Soft tags (TaQuilla) are starting to look exciting

By | January 1, 2009

Today for the first time I am able to run TaQuilla on my main email profile. This extension uses the same statistical bayesian filters used for spam detection, to instead automatically apply tags to emails. My initial trials are very encouraging.

I enabled soft tags on a “Personal” tag, to track emails that are associated with my personal life. I trained about 10 emails – a few from a current thread with my family, a message from my church, and a Netflix notice. I picked also a few bugmails and trained them as not personal. Then I applied the soft tags to another 20 emails – and it correctly decided when to apply the Personal tag to all of them! I have no idea what information it is using to do this, though I suspect it is just the names of the family members. But it is quite exciting that it works!

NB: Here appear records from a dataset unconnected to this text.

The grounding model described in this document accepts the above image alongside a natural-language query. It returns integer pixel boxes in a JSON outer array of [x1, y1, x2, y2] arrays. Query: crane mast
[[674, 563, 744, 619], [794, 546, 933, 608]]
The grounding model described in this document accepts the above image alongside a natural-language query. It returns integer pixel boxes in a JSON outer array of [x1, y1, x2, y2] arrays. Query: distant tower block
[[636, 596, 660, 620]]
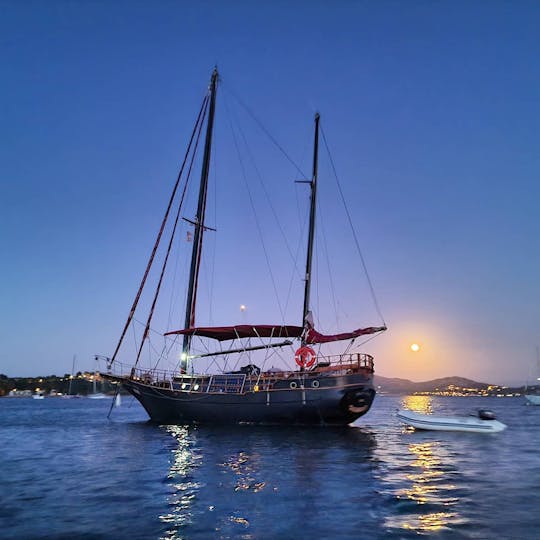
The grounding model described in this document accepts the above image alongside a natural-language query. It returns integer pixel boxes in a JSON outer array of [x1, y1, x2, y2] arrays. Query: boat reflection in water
[[381, 395, 467, 535]]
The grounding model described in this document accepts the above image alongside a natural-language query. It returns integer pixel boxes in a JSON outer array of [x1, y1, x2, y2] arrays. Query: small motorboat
[[397, 409, 507, 433], [525, 394, 540, 405]]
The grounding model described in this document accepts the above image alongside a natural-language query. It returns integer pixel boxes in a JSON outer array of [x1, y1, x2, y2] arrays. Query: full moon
[[410, 343, 420, 352]]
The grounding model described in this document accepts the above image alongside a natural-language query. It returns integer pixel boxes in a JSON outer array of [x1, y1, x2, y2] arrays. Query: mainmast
[[181, 68, 219, 372], [301, 112, 320, 345]]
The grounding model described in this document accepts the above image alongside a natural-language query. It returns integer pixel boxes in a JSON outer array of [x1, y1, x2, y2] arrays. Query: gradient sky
[[2, 1, 540, 384]]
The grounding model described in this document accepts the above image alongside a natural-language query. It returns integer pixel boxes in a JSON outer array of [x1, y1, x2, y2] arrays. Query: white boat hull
[[525, 394, 540, 405], [397, 409, 507, 433]]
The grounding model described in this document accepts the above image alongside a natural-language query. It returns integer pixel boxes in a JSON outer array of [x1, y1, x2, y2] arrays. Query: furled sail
[[304, 326, 386, 344], [165, 325, 304, 341], [165, 324, 386, 343]]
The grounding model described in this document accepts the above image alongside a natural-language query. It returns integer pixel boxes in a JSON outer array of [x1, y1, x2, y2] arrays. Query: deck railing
[[103, 351, 374, 390]]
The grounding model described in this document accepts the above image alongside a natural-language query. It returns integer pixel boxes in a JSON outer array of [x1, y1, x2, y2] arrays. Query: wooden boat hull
[[397, 409, 507, 433], [108, 372, 375, 426]]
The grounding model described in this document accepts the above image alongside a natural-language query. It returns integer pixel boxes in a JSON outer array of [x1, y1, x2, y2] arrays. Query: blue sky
[[1, 1, 539, 384]]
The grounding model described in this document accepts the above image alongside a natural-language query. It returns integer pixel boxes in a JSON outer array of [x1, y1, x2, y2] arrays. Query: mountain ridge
[[374, 375, 494, 394]]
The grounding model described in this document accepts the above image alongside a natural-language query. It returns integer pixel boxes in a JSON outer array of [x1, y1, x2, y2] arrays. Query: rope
[[320, 125, 387, 327], [318, 203, 340, 330], [222, 83, 308, 180], [109, 93, 210, 366], [225, 100, 286, 321], [233, 104, 304, 282], [133, 98, 209, 369], [167, 100, 210, 331]]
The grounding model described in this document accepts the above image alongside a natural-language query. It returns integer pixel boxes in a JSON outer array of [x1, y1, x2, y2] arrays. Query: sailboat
[[525, 346, 540, 405], [88, 357, 107, 399], [62, 354, 82, 398], [102, 69, 386, 425]]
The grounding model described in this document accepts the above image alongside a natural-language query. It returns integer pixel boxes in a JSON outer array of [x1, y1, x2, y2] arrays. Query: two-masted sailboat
[[103, 69, 386, 425]]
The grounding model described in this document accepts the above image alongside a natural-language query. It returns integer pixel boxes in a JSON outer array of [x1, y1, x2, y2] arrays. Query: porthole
[[290, 381, 298, 389], [311, 380, 320, 388]]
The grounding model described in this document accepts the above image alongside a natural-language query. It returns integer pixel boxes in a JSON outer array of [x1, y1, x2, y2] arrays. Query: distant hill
[[374, 375, 492, 394]]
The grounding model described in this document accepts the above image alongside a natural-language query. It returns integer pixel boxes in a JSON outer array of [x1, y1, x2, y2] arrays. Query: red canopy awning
[[164, 324, 304, 341], [165, 324, 386, 343]]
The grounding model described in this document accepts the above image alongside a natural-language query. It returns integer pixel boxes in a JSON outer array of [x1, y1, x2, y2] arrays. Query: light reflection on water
[[368, 395, 470, 536], [160, 425, 203, 538], [401, 394, 433, 414]]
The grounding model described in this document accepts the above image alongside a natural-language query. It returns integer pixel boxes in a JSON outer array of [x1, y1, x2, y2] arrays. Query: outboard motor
[[478, 409, 497, 420]]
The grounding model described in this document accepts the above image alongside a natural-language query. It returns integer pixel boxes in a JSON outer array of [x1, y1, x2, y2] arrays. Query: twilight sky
[[1, 1, 539, 385]]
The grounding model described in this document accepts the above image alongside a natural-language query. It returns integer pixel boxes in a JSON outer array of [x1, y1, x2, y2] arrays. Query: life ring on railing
[[294, 346, 317, 368]]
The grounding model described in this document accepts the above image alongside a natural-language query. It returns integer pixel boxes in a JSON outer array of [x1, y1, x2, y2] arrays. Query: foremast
[[301, 112, 320, 346], [181, 68, 219, 373]]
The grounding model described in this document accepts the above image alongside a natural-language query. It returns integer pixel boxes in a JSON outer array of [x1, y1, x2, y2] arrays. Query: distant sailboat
[[525, 346, 540, 405], [88, 357, 107, 399], [62, 354, 81, 399]]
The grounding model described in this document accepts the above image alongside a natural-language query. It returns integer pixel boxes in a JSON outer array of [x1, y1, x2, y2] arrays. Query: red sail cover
[[164, 325, 304, 341], [165, 324, 386, 343], [305, 326, 386, 344]]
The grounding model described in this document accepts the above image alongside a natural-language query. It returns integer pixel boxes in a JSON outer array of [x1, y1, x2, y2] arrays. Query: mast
[[181, 68, 219, 372], [302, 112, 320, 345]]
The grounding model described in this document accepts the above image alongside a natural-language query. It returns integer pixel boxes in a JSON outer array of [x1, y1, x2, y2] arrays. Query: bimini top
[[165, 324, 386, 343]]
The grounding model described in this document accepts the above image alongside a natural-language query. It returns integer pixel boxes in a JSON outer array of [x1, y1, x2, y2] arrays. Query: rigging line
[[109, 93, 210, 366], [165, 240, 180, 329], [320, 125, 387, 327], [134, 166, 195, 368], [283, 208, 309, 319], [167, 100, 209, 332], [222, 83, 308, 180], [353, 331, 385, 349], [315, 220, 320, 329], [318, 201, 340, 331], [134, 89, 209, 370], [131, 320, 138, 356], [208, 150, 219, 325], [233, 106, 304, 282], [224, 100, 286, 322]]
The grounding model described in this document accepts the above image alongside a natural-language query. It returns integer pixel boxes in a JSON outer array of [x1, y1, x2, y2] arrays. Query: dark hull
[[110, 372, 376, 426]]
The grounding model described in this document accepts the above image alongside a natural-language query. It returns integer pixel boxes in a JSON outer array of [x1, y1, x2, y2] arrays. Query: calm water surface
[[1, 395, 539, 539]]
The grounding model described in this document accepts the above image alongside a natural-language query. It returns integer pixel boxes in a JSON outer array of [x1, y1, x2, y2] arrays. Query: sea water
[[1, 395, 539, 539]]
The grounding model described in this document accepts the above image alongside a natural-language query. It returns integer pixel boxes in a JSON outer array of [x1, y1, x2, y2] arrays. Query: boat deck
[[105, 352, 374, 395]]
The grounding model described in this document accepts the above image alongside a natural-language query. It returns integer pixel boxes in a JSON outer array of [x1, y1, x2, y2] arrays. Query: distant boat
[[397, 409, 507, 433], [32, 390, 45, 400], [62, 354, 82, 399], [87, 393, 107, 400], [87, 358, 107, 399], [524, 346, 540, 405], [525, 394, 540, 405]]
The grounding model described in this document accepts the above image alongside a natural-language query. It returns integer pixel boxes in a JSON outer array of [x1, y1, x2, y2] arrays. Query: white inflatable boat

Unfortunately I had to apply a post-TB beta1 patch for this to work, so TaQuilla will not be able to work with beta1. My goals right now are to continue to figure out which hooks I will need in the base code so that TaQuilla will work well, and try to get them all in before beta2.

One interesting observation is that the training of the bayesian filter, which is a major pain to maintain for the case of junk mail, is much easier with soft tags. The reason is simple. For junk mail, the goal is to put junk messages into a “junk” folder, which ideally you never look at. For that reason, it is critical to have a very low chance of falsely classifying a message as junk. But for soft tags, you can accept a few false positives. So we can do the training for messages that match the category “Personal”  (which I call the pro trait) when you simply tag the message. I can then train messages that do not match the tag (which I call the anti trait) when you untag a message that was falsely tagged by the algorithm. This is very simple and unobtrusive. What a difference it makes to accept a few false positives!